Bölüm 56 - Kaçışın Yok

15.9K 684 159
                                    

Evrende, bir karıncanın dünya üzerinde kapladığı kadar yer kaplayamıyorken başımızı dışarıya uzatıp nasıl korkusuzca etrafı merak etme, inceleme hakkını kendimizde buluyorduk. Küçük olmaktan daha kötü bir şey daha var mı? Elbette. Koskoca evrende; uyduların, yıldızların, galaksilerin ve bir yığın daha büyük ve sonsuz topluluğun içinde biz insanlar olarak yalnız kalmak en kötüsü. Bu yüzden her yıl boşluğa bir el uzatıyoruz, yalnız olmadığımızı bilmek için. Acı gerçek hiç olmadığı kadar sert.

Yalnızız.

Yasak meyvenin bedeli dünyada fani yaşama sıkışıp kalmaktan ziyade dünyada, küçücük mavi gezegende yalnız kalmak. Bu dünyaya hapsolmak... Yalnız olduğumuzu kabullenmeyip her yıl biraz daha fazla uğraşarak uzattığımız elimizi birinin tutmasını beklemek... Yalnız mıyız? Bu koskoca evrende? Sınırsız boşlukta? Evet, yalnızız. Ve daha kötüsü ne biliyor musunuz? Buraya sıkışıp kaldık. Ölmüyoruz. Öldüğümüzü sanıyor ancak gözlerimizi bir başka bedende, bir başka varlık olarak aynı dünyaya açıyoruz. Bir başka varlık olarak yaşamımızı sürüyor, ölüyor ve tekrar doğuyoruz. Bu koskoca ıssız ve yalnız dünyaya hapsedildik.

Black'e hapsedildim.

Kendimi büyük sandığım o dünyada aslında iğne ucu kadar etmeyecek bir alan kaplarken nerede ve ne zaman olduğunu bilmediğim bir hata yüzünden faniliğe, reenkarnasyona mahkum bir başıma, yardım çığlıklarım yanıtsız kalmıştım.

Yanıtsızlığa inandırılmıştım.

"Tüm masallar böyle başlar küçük bir prens ya da prenses vardır. Ama sadece bir tane, sanki dünya üzerinde onun boktan küçük sorunlarından başka bir şey olmayacakmış gibi yaşayan bir prenses yahut prens.  Lakin kahramanımız küçük bir kasabın dondurucu dolabında, hayvan leşlerinin ve pıhtılaşmış kanın arasında, annesi ölümün eşiğinde bir sağa bir sola mekik dokurken doğacağı tutmuş bir prens," diyerek başladı. Bir masalcı edasıyla kolunu dizinin üzerine atmış, gözlerini sanki bambaşka şeyleri görüyormuşçasına önüne dikmişti.

Burnumu havaya kaldırırken "Anlatmak istemiyorsan anlayışla karşılarım," dedim lakin bu dilime yapışmış iki gram kibarlık yalanından ibaretti. Bana yaptıklarının yanında şu an karşımda şu kadar zorlanıyor olması bile doyum sebebiyken bunu bitirmek israf olurdu.
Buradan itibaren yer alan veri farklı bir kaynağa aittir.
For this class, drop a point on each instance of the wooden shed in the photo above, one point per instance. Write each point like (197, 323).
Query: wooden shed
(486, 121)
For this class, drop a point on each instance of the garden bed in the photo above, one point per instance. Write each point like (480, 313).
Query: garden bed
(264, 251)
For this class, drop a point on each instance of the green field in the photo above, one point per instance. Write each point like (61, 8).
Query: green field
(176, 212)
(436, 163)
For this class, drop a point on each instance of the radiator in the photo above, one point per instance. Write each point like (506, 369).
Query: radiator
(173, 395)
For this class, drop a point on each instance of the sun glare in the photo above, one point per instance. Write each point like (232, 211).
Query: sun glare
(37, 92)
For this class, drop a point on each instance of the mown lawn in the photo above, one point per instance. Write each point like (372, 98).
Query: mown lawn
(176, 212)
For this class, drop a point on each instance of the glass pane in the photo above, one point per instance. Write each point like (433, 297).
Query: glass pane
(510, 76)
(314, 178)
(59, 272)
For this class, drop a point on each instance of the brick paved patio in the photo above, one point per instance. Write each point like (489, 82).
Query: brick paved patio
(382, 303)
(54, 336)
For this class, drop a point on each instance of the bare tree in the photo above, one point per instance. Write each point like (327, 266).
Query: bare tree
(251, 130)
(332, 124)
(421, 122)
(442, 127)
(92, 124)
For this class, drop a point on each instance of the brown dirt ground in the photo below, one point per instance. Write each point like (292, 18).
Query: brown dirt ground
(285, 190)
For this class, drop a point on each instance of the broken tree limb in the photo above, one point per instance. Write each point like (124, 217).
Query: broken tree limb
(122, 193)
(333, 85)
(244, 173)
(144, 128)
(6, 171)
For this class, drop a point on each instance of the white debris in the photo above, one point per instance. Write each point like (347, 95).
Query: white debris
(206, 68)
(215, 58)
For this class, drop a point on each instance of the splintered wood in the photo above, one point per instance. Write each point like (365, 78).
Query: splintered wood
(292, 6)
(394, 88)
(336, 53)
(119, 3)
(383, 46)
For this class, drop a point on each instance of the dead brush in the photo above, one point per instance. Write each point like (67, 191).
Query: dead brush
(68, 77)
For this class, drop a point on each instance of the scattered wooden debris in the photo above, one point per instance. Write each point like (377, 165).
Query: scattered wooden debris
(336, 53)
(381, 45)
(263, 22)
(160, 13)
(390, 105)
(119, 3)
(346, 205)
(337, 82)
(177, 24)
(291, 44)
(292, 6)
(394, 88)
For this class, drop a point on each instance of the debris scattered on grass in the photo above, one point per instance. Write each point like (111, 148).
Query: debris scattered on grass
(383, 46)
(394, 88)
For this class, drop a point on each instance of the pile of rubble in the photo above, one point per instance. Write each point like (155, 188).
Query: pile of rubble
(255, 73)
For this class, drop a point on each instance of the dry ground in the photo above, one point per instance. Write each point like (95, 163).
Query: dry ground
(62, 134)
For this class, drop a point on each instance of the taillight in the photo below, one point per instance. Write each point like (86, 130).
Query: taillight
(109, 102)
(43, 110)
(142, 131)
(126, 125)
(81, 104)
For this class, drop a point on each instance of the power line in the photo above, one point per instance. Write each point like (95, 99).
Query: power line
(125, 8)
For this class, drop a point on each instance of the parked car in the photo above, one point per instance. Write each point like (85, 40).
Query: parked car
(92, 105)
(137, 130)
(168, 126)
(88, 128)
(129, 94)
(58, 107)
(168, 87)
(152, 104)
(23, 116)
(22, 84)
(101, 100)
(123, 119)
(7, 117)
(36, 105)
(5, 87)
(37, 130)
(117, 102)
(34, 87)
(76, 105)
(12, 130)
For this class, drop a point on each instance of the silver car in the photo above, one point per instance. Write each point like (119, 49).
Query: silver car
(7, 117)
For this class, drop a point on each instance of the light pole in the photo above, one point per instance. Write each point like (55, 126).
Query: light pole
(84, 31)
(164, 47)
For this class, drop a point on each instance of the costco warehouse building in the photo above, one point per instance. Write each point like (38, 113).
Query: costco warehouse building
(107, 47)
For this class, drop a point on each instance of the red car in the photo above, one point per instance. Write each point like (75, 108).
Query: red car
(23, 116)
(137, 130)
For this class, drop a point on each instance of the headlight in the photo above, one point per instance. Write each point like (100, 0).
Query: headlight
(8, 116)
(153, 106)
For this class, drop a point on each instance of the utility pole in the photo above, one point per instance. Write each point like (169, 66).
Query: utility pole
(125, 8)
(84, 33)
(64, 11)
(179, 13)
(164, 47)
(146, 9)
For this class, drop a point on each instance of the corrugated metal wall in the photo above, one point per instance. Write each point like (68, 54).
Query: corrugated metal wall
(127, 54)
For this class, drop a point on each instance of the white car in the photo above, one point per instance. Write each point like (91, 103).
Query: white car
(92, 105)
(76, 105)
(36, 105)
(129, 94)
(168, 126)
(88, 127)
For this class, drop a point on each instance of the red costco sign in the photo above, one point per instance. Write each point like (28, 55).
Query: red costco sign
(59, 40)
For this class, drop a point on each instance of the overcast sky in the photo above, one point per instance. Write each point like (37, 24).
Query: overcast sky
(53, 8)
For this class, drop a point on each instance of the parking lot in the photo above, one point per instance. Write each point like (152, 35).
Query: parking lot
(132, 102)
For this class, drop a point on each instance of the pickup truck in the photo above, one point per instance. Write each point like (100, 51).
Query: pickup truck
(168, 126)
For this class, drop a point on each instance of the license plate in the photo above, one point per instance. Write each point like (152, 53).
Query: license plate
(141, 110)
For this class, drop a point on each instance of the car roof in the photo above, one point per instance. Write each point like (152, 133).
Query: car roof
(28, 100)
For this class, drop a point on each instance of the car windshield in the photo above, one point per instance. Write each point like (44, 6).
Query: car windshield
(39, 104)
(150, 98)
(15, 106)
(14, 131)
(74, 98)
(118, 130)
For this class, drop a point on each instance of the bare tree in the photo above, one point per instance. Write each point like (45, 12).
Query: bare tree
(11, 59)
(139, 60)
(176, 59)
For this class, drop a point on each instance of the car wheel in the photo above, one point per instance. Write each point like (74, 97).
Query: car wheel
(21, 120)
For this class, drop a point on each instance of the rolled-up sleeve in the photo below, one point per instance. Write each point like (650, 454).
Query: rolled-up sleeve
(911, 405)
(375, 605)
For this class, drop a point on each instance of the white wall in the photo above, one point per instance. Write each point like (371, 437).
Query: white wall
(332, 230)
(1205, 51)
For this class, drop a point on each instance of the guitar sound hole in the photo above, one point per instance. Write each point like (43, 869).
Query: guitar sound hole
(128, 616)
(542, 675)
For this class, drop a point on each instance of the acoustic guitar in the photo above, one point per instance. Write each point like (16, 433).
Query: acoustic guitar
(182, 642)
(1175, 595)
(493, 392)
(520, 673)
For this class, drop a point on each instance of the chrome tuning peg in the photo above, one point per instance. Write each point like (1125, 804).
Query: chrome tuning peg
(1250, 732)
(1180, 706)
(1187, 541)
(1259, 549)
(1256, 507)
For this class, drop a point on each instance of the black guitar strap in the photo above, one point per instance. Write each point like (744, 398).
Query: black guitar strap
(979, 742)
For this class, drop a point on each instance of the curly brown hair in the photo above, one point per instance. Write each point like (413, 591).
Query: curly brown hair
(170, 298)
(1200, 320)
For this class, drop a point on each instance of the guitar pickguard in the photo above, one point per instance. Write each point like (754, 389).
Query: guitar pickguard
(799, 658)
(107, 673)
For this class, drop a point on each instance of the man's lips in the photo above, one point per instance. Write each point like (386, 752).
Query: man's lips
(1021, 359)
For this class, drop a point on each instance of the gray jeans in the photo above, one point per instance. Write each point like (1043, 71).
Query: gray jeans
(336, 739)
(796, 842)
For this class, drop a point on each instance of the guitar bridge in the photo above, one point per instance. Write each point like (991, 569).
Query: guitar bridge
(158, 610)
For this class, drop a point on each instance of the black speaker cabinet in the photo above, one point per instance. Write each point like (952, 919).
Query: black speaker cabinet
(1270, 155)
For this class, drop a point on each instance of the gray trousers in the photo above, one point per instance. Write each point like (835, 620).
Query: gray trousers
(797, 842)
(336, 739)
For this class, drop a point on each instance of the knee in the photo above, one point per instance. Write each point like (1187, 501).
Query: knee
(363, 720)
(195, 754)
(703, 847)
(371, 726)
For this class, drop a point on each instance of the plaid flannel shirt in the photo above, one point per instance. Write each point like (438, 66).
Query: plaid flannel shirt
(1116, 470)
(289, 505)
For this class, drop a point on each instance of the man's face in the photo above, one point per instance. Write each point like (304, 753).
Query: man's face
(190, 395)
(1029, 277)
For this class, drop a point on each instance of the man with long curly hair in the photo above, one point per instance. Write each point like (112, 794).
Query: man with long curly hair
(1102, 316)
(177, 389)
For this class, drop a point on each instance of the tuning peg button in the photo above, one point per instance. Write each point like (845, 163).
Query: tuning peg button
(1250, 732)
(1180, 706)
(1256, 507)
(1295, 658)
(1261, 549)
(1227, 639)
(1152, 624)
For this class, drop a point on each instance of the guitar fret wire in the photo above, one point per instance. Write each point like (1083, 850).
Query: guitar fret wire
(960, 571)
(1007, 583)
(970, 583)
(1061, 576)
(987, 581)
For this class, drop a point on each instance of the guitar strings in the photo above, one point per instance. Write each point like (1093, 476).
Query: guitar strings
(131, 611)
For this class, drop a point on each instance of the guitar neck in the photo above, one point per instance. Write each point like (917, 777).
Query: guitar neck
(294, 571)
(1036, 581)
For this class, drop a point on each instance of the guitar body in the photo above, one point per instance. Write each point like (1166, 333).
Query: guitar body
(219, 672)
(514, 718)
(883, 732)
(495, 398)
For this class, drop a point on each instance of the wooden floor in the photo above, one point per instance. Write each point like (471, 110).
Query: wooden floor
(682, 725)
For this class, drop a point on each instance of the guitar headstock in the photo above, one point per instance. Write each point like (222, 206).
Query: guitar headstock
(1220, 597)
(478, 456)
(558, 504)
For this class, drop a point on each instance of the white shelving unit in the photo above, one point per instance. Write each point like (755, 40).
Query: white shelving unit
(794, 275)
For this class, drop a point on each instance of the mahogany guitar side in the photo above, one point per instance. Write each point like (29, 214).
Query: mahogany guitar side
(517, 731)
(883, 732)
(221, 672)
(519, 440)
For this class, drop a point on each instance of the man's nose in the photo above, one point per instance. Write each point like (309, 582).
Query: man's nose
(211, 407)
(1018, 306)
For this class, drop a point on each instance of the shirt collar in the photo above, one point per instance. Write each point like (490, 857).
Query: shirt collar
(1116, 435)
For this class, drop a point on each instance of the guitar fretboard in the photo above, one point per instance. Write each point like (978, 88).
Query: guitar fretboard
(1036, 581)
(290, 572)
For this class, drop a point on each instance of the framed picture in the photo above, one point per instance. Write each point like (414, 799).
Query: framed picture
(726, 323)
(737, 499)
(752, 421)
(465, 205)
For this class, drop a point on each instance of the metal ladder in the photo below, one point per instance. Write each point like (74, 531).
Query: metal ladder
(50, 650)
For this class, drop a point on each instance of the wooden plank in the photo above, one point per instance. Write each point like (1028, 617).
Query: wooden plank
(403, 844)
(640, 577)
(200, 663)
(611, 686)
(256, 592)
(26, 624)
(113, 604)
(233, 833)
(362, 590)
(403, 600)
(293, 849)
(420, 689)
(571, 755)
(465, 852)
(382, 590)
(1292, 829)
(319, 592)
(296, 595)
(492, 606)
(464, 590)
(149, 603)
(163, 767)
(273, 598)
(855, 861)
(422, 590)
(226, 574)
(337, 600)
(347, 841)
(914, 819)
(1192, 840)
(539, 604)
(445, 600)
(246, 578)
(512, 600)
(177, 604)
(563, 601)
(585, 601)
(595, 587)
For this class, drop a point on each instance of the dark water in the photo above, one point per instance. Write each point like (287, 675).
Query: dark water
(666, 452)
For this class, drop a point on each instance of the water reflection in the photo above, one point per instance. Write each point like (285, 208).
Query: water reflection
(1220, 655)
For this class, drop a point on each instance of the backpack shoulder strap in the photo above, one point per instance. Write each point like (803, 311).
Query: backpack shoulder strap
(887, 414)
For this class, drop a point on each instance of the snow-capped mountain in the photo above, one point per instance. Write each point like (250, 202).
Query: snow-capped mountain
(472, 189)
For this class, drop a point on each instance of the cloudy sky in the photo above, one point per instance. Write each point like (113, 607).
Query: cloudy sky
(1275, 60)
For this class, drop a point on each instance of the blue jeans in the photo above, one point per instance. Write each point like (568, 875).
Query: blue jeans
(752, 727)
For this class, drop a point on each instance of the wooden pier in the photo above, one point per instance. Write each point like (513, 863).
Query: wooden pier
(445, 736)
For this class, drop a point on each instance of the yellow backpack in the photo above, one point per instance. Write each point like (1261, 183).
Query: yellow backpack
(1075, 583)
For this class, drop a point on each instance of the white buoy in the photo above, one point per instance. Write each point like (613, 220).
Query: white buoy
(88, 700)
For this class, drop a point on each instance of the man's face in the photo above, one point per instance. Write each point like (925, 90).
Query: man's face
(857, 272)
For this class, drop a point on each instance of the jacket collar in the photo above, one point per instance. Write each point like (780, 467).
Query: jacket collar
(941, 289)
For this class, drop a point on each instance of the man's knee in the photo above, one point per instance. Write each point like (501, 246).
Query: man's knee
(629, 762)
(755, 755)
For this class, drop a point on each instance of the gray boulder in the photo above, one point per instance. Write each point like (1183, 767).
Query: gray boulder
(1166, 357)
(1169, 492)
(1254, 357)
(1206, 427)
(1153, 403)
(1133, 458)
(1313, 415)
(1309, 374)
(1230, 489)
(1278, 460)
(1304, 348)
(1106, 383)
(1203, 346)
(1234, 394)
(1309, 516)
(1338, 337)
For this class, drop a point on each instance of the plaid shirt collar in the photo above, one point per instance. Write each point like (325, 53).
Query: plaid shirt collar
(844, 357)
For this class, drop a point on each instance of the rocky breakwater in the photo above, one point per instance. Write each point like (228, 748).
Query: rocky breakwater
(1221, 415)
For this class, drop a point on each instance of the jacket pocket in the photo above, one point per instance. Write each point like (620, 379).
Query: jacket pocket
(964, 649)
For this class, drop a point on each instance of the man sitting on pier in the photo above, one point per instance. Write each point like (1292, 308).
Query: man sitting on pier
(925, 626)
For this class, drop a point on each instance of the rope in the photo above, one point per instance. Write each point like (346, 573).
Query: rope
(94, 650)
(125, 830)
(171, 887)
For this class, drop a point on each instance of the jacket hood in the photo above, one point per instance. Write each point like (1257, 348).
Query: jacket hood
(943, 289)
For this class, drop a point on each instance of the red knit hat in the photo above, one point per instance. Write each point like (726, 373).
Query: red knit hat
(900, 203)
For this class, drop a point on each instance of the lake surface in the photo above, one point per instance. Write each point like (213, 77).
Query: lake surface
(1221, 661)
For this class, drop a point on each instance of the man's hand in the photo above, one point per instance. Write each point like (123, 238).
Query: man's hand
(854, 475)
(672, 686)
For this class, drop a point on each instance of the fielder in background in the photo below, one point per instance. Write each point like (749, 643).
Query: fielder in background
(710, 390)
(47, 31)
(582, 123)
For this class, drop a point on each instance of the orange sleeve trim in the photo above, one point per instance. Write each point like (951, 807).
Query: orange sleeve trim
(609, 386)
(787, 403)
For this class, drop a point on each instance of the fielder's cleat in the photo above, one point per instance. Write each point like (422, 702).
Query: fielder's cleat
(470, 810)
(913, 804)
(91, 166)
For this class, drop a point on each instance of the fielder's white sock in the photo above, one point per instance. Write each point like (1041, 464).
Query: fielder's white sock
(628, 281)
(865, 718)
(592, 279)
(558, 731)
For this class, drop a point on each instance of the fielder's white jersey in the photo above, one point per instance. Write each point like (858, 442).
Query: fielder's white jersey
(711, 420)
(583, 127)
"Yola çıktık bir kere, dönmek olur mu, Melek?"

"Pilavdan dönenin kaşığı kırılsın," dedim. Yüzüme yayılan gülümseme bana cılız lakin bir o kadar da içime işleyen anımın iplerini koparıp suyun üzerine çıkmasına müsamaha gösterirken dudaklarımı büktüm. Bana kaşlarını çatmış, kurduğum cümleyi anlamaya çalışırken "Dinliyorum," dedim. Ambulansın otoparktan çıkıp uzaklaşmasını izlerken yüzümdeki kaslar belli belirsiz seğiriyordu. Dudaklarım mutlulukla kıvrılmak isterken bir yanım bunun aksini savunuyordu.

"Dilin için fazla uzun bir dinleme cümlesiydi," diye iğneledi.

"Bir atasözü söyledim,"

İç geçirdi "Hadi eve gidelim," dedi.

Kalkmaya yeltenirken "Devam etmeyecek misin?" diye sordum.

"Evde devam ederim," dedi

Başımı iki yana sallarken "Hayır, lütfen devam et," dedim.

Gözlerini kıstı. Gözleri yüzümde dolaşırken zihninde bir şeyleri ölçüp tartıyor, ne olduğunu anlamlandırmaya çalışıyordu. Boş verdi ve önüne dönüp gözlerini diktiği şey her neyse onun parçalanışını izliyormuş gibi kedere boğuldu.